Orlando Margarido, Portal Terra

CANNES - Só faltou a bola para o jogador Diego Maradona dar o show final em sua participação na entrevista do documentário que leva seu nome, dirigido pelo diretor sérvio Emir Kusturica apresentado nesta terça-feira fora da competição em Cannes.

Pode-se dizer que ele até "driblou" simbolicamente e com muito bom humor as questões levantadas pelos jornalistas, às vezes peitando o tema de frente, outras saindo pelo escanteio. Mas não recusou nenhuma jogada.

Guardou uma especialmente aos brasileiros, alfinetando Pelé e elogiando Ronaldinho Gaúcho. Sobre o primeiro, foi levado por um jornalista português a dar opinião sobre uma declaração do rival.

Pelé teria sugerido que Maradona deveria devolver todos os seus prêmios.

- Prometi a minhas filhas que não falaria mais de Pelé, mas isso é mais forte do que eu - iniciou o astro argentino.

- Lamento que ele fale isso, pois se não tivesse feito o que fiz com a minha vida, ele nem chegaria em segundo - completou, referindo-se ao seu envolvimento com as drogas.

- Pelé só sabe negociar agora, ele já foi (um jogador de verdade), e tinha que estar mais com os jogadores e não com presidentes da Fifa; portanto, ele não tem dignidade para falar de mim - completou.

Quanto a Ronaldinho Gaúcho, a situação do jogador do Barcelona inspirou um papel paternal por parte de Maradona.

- Ele é muito bom jogador, não se pode criticá-lo como estão fazendo; espero que o Barcelona o mantenha e não faça o que aconteceu com Rivaldo, Ronaldo, Romário ou Figo.

No documentário, aparece mais a pessoa política do que humana.
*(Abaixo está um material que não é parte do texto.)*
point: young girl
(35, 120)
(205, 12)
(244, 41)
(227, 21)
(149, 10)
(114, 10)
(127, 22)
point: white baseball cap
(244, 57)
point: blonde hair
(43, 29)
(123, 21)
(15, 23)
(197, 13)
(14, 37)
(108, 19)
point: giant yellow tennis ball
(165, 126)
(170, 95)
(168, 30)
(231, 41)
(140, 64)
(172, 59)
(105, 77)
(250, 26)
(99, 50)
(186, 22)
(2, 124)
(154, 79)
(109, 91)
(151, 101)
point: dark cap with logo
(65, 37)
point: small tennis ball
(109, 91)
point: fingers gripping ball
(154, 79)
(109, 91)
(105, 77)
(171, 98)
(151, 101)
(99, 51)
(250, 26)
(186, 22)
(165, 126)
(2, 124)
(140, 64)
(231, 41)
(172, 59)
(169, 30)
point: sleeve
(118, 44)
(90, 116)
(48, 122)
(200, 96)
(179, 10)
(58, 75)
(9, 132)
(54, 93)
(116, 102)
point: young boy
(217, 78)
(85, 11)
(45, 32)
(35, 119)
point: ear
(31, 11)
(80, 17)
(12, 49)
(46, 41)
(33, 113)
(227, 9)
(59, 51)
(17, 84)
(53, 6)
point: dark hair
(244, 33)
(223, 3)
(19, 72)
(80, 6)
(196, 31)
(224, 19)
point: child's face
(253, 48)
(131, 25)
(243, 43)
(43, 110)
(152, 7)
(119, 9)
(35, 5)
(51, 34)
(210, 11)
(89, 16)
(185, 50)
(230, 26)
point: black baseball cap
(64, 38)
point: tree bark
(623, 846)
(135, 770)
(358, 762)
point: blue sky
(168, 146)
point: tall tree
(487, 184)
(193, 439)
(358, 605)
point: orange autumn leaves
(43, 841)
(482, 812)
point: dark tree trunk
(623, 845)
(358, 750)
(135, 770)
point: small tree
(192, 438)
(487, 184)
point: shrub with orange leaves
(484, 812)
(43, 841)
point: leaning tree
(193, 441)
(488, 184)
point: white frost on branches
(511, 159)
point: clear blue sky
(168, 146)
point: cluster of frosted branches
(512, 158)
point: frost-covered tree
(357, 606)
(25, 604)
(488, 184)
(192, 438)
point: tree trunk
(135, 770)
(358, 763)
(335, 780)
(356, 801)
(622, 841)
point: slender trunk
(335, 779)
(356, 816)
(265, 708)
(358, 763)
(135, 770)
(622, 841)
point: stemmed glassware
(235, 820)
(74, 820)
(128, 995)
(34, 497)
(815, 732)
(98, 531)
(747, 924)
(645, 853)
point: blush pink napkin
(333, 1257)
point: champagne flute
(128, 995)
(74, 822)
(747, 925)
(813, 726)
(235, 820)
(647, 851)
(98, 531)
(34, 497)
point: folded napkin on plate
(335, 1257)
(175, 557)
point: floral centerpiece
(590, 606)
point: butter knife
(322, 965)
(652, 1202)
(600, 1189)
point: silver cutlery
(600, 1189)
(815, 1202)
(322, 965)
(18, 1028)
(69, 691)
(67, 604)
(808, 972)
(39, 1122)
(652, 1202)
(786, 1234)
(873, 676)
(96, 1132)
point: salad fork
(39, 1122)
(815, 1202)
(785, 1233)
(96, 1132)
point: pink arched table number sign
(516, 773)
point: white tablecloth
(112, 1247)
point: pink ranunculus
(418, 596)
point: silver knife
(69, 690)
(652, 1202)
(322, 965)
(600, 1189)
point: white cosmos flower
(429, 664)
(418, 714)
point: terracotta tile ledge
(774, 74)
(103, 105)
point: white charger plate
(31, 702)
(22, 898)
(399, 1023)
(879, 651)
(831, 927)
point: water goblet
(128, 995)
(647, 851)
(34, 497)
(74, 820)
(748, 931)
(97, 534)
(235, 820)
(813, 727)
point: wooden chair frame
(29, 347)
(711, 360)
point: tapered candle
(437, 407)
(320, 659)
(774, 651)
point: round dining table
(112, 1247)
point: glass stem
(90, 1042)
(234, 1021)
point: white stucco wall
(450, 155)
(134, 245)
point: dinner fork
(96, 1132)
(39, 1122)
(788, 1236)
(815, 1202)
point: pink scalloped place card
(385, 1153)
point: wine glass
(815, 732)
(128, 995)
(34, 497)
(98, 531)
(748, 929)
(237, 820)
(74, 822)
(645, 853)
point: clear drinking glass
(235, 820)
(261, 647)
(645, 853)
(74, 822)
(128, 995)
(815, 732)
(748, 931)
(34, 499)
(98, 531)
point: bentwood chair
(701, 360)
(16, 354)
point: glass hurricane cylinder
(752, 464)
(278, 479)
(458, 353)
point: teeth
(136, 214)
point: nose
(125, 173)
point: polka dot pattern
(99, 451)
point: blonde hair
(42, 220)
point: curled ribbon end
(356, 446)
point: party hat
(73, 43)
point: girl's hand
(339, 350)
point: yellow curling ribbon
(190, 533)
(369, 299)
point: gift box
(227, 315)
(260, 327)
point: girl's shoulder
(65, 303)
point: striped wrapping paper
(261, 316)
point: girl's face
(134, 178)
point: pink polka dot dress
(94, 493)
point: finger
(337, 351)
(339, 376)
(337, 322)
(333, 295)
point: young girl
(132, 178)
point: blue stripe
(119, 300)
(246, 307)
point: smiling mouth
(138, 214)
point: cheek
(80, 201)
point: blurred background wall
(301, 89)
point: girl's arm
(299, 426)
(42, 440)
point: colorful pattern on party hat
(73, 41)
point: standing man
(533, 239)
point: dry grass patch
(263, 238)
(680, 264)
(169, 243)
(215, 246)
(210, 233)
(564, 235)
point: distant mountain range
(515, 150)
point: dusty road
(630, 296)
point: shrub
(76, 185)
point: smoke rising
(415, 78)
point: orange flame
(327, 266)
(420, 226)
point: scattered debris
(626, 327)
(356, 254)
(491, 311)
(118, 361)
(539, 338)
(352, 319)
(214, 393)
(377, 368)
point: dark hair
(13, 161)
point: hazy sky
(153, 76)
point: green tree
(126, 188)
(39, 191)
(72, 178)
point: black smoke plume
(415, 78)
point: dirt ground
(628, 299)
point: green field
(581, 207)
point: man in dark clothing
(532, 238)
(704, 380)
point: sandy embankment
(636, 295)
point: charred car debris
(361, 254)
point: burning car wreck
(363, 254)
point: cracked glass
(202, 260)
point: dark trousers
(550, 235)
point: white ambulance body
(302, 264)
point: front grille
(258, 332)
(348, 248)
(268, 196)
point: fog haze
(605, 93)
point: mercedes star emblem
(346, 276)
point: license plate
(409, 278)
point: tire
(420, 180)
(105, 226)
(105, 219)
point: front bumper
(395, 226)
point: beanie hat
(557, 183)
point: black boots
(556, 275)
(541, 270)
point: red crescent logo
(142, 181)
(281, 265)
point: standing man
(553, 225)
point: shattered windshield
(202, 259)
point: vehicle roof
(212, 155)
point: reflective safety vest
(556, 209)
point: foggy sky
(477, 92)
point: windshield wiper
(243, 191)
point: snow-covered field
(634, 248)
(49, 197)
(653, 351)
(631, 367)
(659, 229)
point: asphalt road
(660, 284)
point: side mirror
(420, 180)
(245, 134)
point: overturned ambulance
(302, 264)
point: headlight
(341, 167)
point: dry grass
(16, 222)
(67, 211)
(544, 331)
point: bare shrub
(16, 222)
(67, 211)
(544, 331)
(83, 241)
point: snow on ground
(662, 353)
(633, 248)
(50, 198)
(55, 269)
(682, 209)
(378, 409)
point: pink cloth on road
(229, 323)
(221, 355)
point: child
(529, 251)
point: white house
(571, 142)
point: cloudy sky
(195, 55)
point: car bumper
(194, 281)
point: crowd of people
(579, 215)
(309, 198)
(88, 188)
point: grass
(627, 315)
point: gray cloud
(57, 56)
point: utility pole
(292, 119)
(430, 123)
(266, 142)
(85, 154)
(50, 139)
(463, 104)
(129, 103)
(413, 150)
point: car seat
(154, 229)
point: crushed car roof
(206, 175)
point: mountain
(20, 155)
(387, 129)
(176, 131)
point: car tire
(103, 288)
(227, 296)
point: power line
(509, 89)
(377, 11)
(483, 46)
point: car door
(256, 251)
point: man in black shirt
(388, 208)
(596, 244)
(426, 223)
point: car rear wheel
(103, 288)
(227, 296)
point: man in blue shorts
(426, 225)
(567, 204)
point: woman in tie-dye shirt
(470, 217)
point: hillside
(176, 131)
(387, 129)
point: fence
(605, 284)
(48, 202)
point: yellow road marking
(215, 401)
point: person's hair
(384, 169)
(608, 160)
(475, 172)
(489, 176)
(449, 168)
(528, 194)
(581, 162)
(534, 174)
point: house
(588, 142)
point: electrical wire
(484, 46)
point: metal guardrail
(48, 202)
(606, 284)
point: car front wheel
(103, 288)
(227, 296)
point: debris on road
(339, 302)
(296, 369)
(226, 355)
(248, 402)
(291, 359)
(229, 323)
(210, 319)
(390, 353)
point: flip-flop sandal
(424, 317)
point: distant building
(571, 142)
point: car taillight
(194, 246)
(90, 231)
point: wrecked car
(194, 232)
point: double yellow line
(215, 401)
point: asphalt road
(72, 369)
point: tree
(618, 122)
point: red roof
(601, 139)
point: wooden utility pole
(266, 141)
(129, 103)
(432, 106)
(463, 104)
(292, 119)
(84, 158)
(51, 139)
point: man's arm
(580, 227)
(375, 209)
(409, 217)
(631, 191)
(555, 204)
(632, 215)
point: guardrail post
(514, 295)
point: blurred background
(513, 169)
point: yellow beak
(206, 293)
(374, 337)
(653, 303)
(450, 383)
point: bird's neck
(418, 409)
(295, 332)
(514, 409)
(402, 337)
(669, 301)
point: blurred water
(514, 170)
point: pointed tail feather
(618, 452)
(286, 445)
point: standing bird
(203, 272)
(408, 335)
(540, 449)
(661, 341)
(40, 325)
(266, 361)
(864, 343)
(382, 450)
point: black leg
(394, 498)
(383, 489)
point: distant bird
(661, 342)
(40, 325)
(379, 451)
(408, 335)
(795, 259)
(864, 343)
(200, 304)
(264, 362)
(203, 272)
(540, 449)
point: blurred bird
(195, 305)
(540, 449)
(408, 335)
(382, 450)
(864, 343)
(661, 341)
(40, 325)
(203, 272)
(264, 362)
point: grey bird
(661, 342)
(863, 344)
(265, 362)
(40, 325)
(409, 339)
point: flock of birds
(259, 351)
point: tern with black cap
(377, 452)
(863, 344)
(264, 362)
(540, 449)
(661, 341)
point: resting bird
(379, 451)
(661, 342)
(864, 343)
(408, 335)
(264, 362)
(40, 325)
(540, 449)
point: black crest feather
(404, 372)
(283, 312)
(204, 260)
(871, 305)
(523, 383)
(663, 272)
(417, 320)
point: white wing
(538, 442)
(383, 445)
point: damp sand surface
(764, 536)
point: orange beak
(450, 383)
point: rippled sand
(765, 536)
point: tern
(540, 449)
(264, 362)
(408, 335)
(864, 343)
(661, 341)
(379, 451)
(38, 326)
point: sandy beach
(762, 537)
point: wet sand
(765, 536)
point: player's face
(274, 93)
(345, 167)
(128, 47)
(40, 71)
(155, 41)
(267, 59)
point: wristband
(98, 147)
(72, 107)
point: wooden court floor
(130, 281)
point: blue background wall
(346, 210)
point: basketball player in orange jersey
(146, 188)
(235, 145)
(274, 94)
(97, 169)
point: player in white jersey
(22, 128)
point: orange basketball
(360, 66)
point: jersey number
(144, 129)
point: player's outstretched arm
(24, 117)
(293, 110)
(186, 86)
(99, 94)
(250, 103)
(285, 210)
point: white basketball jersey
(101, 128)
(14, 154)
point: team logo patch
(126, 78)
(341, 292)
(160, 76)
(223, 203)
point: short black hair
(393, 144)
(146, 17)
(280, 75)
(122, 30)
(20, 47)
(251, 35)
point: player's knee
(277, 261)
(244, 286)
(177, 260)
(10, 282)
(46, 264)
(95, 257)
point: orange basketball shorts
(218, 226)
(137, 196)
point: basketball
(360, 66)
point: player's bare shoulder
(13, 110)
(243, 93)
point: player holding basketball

Daí ter sido também revelador de um Maradona brincalhão a pergunta sobre quantas mulheres já havia beijado na vida.

- Ah, muitas, minha mãe, minha irmã, minhas filhas; são muitas mulheres em minha vida, pois tenho uma família de cinco irmãs; mas o beijo de minha avó é o melhor - disse.

Coube a Kusturica também um momento divertido ao ser questionado sobre sua figura sempre presente em cena, mais do que o contemplado.

- Sim, apareço mesmo; sabe por quê? Às vezes Maradona sumia, desaparecia em Buenos Aires, eu não conseguia encontrá-lo para dar continuidade ao filme; então pus eu mesmo em cena, se não, não haveria documentário.